Integrating Anchore Security into an Azure DevOps Pipeline

Anchore and Azure DevOps: Part 2

Previously in the Part 1 Blog, I showed you how to use Anchore to perform a stateful scan in Azure DevOps using Anchore Engine or Anchore Enterprise. This method works great, but what if you don’t have a running instance of Anchore? What if you just want to run a scan, gather the results, and then move on? Anchore (being the versatile tool it is) has that capability too!

Azure Starter Pipeline

Remember our simple Azure DevOps pipeline from my previous post:

trigger:
- master
 
resources:
- repo: self
 
stages:
- stage: Build
  displayName: Build and push stage
  jobs: 
  - job: Build
    displayName: Build
    pool:
      vmImage: ‘ubuntu-latest’
    steps:
    - task: [email protected]
      displayName: Build and push an image to container registry
      inputs:
        command: buildAndPush
        repository: jpetersenames/simpleserver
        dockerfile: Dockerfile
        containerRegistry: production
        tags: |
          $(Build.BuildId)

All this pipeline does is build an image and push it to our production registry every time code is pushed to our repository. We want to add security to our pipeline using Anchore, but we don’t have the resources to run a staging registry as well as an instance of Anchore. Perhaps you just want to try out Anchore in your pipeline to see how the compliance scanning works. This is where the inline scan offered by Anchore comes in. You can read more about the tool in the Anchore documentation, but I want to show you how you can seamlessly integrate Anchore into your pipeline with almost no dependencies.

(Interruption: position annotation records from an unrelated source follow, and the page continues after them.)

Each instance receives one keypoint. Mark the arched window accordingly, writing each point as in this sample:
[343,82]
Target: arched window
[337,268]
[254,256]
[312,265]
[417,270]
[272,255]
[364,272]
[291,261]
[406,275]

Take a look at the pipeline below. You can see that we no longer need a staging registry. Instead, we just build a local image using BuildKit so we have all the nice features; suggested but not required for Anchore. Once we have our local image, we can grab the inline scan script that is publicly available through Anchore. Using the inline scan script and container, we can perform a compliance scan on a locally built image without any outside dependencies. Pretty cool!

trigger:
- master

resources:
- repo: self

variables:
- name: localImage
  value: 'local/simpleserver:$(Build.BuildId)'
- name: productionImage
  value: 'production/simpleserver:$(Build.BuildId)'

stages:
- stage: Build
  displayName: Build and push stage
  jobs:
  - job: Build
    displayName: Build
    pool:
      vmImage: 'ubuntu-latest'
    steps:
    - script: |
        DOCKER_BUILDKIT=1 docker build -t $(localImage) -f Dockerfile .
      displayName: Build the local image

    - script: |
        curl -s https://ci-tools.anchore.io/inline_scan-latest | bash -s -- \
          scan -b .anchore/policy.json -d Dockerfile -f -r $(localImage)
      displayName: Anchore Security Scan

    - script: |
        docker tag $(localImage) $(productionImage)
      displayName: Tag the image as production

    - task: [email protected]
      displayName: Push the image to the production registry
      inputs:
        command: push
        repository: jpetersenames/simpleserver
        dockerfile: Dockerfile
        containerRegistry: production
        tags: |
          $(Build.BuildId)

You can see that this pipeline is shorter than our previous pipeline that used anchore-cli and an instance of Anchore. The scan is the exact same as using any other instance of Anchore and it will provide the same results. Inline scan can also be loaded with any policy bundle you want to audit your image as I have done here using the -b option. You can also provide the -f option which will fail the pipeline when the policy scan returns a ‘fail’ result. This will provide output similar to what you see below where you are provided with the ‘fail’ result as well as which gates in the policy bundle were violated.

Security Fail Notice and Violated Policy Gates
You can also see at the top of the output in the terminal that some reports were generated. These are JSON files that contain the contents Anchore found inside the image as well as a list of the vulnerabilities that were detected.

Overall Anchore’s inline scan functionality is a powerful way to integrate security into your Azure DevOps pipeline. It allows you to run a full Anchore compliance scan with no dependencies. This is great for environments that are air-gapped or if it doesn’t make sense to keep a staging registry or a running Anchore instance.